The summer of 1999. I was a poor, struggling undergraduate student – though the only real difference now is that I am a poor, struggling graduate student. I desperately sought something that would take my mind off the pressures of school, work, and all the other aspects of my life. As I drove down the main street of the college town in which I found myself, I saw a sign advertising a Used Video Game Store. Intrigued, I pulled into the parking lot and walked into the store, unaware of what was about to befall me.

It was if I had entered into H.G Well’s Time Machine and traveled back to the days of my childhood. On the shelves, I saw old, beloved Atari cartridges bearing such titles as Frogger, Battlezone, Galaxian, Donkey Kong, and last, but never least, Asteroids. Admittedly, they were a bit dusty; why would kids of today want to look at games created so long ago when games like StarSiege: Tribes and Command and Conquer: Tiberian Sun were on the market, with their sleek boxes, flashy graphics, and sexy CD-ROM’s? It was a valid question as I myself walked by them and found myself staring at that beautiful, black cover with the hostile, shadowed faces staring back at me with their glowing eyes.

The title said Starcraft, but what it said to me was "Kiss your time goodbye, buddy boy. You ain’t gonna sleep for the next two weeks." The faces on the cover were veiled and mysterious, alien and dangerous and the inside cover graphics were bright, flashy, and impressive. As I had played other Blizzard titles before, I was well aware of the kind of game I was going to be playing. Since I had enjoyed playing them, I felt as though getting this game would be well worth my time and money, especially since the game was used and would only cost me $19.

It was the first video game I ever bought for myself. I would reckon that I spent the next two weeks playing that game non-stop, pausing only to eat, work, stand up in order to revive sensation in the lower part of my legs. I would also estimate that I slept for about twelve hours during the first week of playing and about ten during the second. I was hooked. I couldn’t get enough of the characters and simply lived just to get to the next cut scene so that I could see what would happen next.

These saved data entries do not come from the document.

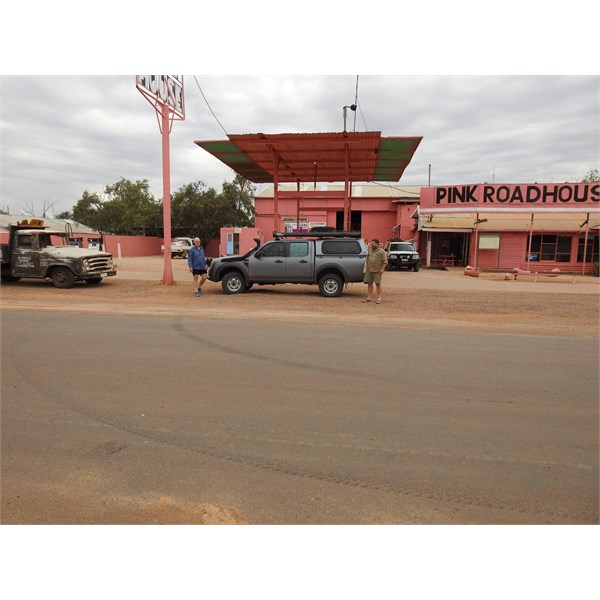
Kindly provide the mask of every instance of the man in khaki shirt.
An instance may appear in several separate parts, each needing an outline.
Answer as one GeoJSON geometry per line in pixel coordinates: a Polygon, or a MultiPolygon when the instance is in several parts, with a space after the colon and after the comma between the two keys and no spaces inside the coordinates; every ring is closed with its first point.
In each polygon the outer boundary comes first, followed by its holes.
{"type": "Polygon", "coordinates": [[[367,284],[367,297],[363,302],[371,302],[373,297],[373,283],[377,289],[375,304],[381,304],[381,275],[387,267],[387,255],[383,248],[379,247],[379,240],[371,240],[369,254],[365,265],[365,278],[367,284]]]}

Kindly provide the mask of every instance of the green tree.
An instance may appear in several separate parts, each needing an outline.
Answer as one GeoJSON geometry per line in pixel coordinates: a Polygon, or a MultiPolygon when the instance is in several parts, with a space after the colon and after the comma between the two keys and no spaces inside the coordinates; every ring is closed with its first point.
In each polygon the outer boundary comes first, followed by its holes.
{"type": "Polygon", "coordinates": [[[598,181],[600,181],[598,169],[590,169],[581,180],[581,183],[596,183],[598,181]]]}
{"type": "Polygon", "coordinates": [[[72,219],[73,213],[70,210],[65,210],[56,215],[57,219],[72,219]]]}
{"type": "Polygon", "coordinates": [[[96,193],[85,190],[73,207],[73,220],[92,229],[102,229],[102,199],[96,193]]]}
{"type": "Polygon", "coordinates": [[[239,174],[233,182],[223,182],[221,198],[226,211],[226,226],[251,227],[254,225],[254,192],[256,188],[239,174]]]}
{"type": "Polygon", "coordinates": [[[162,227],[162,204],[150,193],[147,179],[121,178],[107,185],[104,199],[87,190],[73,207],[73,219],[88,227],[122,235],[156,234],[162,227]]]}
{"type": "Polygon", "coordinates": [[[180,187],[171,200],[171,231],[174,236],[199,236],[206,244],[217,237],[221,227],[216,190],[203,181],[180,187]]]}
{"type": "Polygon", "coordinates": [[[107,185],[104,203],[106,230],[126,235],[146,235],[156,232],[161,221],[161,203],[150,193],[147,179],[136,181],[121,178],[107,185]]]}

March 2001. While surfing around at CNET Downloads, I find a reference to the Unreal Tournament download. As I am at school and have a T1 connection, downloading and installing the file takes only a few minutes. I have heard quite a bit about the Unreal engine and its impact on the online deathmatch scene and am interested to see what all the hype is about. Since I have a few minutes, I decide I will play a round or two and see if the game is all it’s cracked up to be.

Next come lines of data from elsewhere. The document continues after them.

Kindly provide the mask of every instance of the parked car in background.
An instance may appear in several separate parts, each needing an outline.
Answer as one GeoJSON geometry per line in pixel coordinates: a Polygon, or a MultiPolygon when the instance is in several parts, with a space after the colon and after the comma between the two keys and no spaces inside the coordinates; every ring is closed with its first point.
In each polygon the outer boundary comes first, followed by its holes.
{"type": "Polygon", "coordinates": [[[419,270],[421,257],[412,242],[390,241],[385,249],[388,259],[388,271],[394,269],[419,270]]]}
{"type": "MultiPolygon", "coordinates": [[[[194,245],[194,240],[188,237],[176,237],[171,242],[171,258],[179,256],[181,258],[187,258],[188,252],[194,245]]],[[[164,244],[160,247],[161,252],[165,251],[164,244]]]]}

About five hours later, all the lights in my apartment are off, the sound on the stereo is cranked up to about one hundred decibels. I am still eating up every second of the carnage, brutality, and sheer savagery of a game whose graphics and speed leave me absolutely breathless. I have played other multiplayer FPS’s before and feel as though I am somewhat proficient in the art of the strafing kill and the long distance snipe, but nothing really prepared me for playing in this kind of immersive environment. Now, I know that console players, specifically N64 players, feel that PC gamers, like myself, have been deprived of many of the joys of these kinds of games and that our universes are limited, but nevertheless, I have never played this kind of game before. It was awe-inspiring. I mean, many times, I would run away from the battle just so I could admire the level of effort that was put into creating the small details that make up so much of the game. The sound effect of dripping water in some of the lower levels, the exploding chunks of flesh when a grenade connects, the exalting spiritual experience of loosing six rockets at a target in an isolated room where there is no room for evasion or escape. Honestly, I have never experienced Nirvana, but I have a feeling that deathmatches will somehow be involved.